Los hombres asesinados fueron identificados como Jorge
Alexander Quinteros y Héctor Duque, quienes ya estaban en la mira de la policía luego de que el 9
de mayo pasado se realizaran dos procedimientos en Avellaneda, donde se secuestraron 470 kilos de
cocaína ingresados a la Argentina desde Colombia y que tenían como destino a España. En esa
ocasión, los narcos mantuvieron un enfrentamiento con la policía y fueron detenidas cuatro
personas: un matrimonio de colombianos, un uruguayo y un paraguayo.
En tanto, en el marco de la pesquisa la policía allanó ayer
los domicilios de las víctimas, en Puerto Madero, bajo órdenes de los fiscales de San Isidro Jorge
Apolo y Diego Grau.
También fue inspeccionada una residencia del country Ayres
del Pilar, en ese partido bonaerense, donde vive el único sobreviviente de la balacera,
identificado como Julián Andrés Giménez Jaramillo. Este hombre, tras el ataque, pidió protección en
la comisaría 10ª de Martínez donde primero quedó demorado y luego detenido por orden de los
fiscales.
A quemarropa. Duque y Quinteros fueron asesinados a las 20 del jueves cuando se
encontraban en el estacionamiento del Unicenter Shopping, en el partido de San Isidro.
Las víctimas se dirigían a un Volkswagen Vento negro que
los esperaba al mando de Jaramillo. Entonces apareció un sujeto que les disparó a quemarropa y
escapó en una moto conducida por otra persona. Recibieron siete y ocho disparos cada uno realizados
con una pistola calibre 40, un arma considerada de alto poder de fuego. Y cuando estaban en el
piso, el sicario se acercó y los remató en la cara.
Según fuentes del caso, al momento de escuchar el primer
disparo Jaramillo puso en marcha el vehículo, se dirigió hasta un lugar donde había gente para
preservar su vida y cuando volvió encontró a sus conocidos baleados. Quintero murió en el acto y
Duque en el hospital de San Isidro. Jaramillo, dijeron, estaba en el país con una residencia
provisoria desde hacía seis meses y esta semana debía volver a Colombia.
Conexión. Para la policía el caso estaría relacionado con otro doble crimen
descubierto el 3 de marzo pasado, cuando dos hombres asesinados a balazos fueron encontrados
descuartizados y quemados dentro de un auto, en La Matanza.
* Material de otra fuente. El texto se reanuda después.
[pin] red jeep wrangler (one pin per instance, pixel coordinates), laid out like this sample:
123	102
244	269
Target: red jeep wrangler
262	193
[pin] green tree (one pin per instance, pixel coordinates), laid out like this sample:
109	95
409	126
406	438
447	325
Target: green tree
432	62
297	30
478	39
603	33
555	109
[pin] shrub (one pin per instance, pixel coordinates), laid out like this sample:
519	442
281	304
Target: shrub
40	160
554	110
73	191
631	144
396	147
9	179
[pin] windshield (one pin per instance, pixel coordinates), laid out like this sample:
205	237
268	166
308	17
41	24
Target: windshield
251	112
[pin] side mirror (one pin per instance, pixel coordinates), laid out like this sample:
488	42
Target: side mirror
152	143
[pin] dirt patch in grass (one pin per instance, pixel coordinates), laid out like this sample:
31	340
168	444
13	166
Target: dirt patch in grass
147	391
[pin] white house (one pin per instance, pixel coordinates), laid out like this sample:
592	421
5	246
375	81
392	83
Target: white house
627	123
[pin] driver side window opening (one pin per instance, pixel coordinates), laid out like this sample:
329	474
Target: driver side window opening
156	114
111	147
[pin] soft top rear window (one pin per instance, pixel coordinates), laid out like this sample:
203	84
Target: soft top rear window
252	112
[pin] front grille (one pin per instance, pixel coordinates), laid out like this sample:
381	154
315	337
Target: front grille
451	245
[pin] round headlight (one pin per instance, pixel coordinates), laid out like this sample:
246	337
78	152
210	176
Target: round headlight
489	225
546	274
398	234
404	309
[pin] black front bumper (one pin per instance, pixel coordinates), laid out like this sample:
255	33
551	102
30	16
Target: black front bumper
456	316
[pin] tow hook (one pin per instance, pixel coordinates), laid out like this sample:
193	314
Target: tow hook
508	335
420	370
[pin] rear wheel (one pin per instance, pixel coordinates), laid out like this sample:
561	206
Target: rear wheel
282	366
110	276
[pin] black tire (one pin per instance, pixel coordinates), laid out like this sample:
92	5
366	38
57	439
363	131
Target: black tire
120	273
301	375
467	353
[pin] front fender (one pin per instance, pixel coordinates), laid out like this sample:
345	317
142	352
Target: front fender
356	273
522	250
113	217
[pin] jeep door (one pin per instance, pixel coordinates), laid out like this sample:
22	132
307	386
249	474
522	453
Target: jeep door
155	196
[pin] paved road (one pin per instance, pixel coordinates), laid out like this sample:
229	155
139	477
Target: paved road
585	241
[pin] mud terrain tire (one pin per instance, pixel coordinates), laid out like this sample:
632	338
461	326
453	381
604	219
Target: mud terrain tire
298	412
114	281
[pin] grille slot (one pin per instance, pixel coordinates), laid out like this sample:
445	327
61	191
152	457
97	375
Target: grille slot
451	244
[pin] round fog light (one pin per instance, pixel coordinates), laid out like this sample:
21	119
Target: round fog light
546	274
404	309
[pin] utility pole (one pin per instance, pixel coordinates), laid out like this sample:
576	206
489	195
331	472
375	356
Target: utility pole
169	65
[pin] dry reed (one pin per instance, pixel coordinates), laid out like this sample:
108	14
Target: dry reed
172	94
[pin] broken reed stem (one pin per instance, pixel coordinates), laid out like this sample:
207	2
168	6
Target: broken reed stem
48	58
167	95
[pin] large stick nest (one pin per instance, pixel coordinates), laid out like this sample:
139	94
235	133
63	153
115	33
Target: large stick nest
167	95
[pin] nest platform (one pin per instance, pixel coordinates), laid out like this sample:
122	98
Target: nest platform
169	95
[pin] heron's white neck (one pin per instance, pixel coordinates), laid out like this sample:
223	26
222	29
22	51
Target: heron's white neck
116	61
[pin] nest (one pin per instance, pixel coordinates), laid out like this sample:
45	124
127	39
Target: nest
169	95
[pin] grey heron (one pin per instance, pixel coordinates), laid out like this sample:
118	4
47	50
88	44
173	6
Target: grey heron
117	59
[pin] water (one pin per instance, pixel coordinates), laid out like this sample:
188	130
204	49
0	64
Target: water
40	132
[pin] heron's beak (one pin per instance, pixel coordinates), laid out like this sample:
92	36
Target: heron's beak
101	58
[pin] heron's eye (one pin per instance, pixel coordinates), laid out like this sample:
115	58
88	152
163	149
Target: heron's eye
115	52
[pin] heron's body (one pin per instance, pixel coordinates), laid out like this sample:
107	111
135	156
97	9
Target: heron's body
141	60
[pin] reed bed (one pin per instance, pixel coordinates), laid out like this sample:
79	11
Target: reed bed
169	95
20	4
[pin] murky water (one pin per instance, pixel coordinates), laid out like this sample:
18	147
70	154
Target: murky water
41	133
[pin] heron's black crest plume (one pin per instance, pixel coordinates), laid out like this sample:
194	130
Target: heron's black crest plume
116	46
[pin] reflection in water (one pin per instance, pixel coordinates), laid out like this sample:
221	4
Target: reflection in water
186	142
"Es una de las tantas líneas que estamos siguiendo pero es
todo prematuro. En ese caso, después de tomar las huellas dactilares se determinó que eran dos
colombianos que habían desaparecido de su país", dijo Paulo Starc, subsecretario de Investigaciones
del Ministerio de Seguridad bonaerense.
"Entendemos que puede haber algún tipo de vinculación entre
este caso y aquel", sostuvo por su parte el superintendente de la policía bonaerense, Daniel
Salcedo. Y agregó que "hay un enlace entre las fiscalías que intervienen en uno y otro caso para
determinar puntos de vinculación", agregó.
"Hay que tener audacia y sangre fría para matar a dos
personas y rematarlas en la cara", manifestó Starc. Y dijo que "cuando (el sicario) los remata los
mira bien en la cara", en clara alusión a que se trataría de un ajuste de cuentas.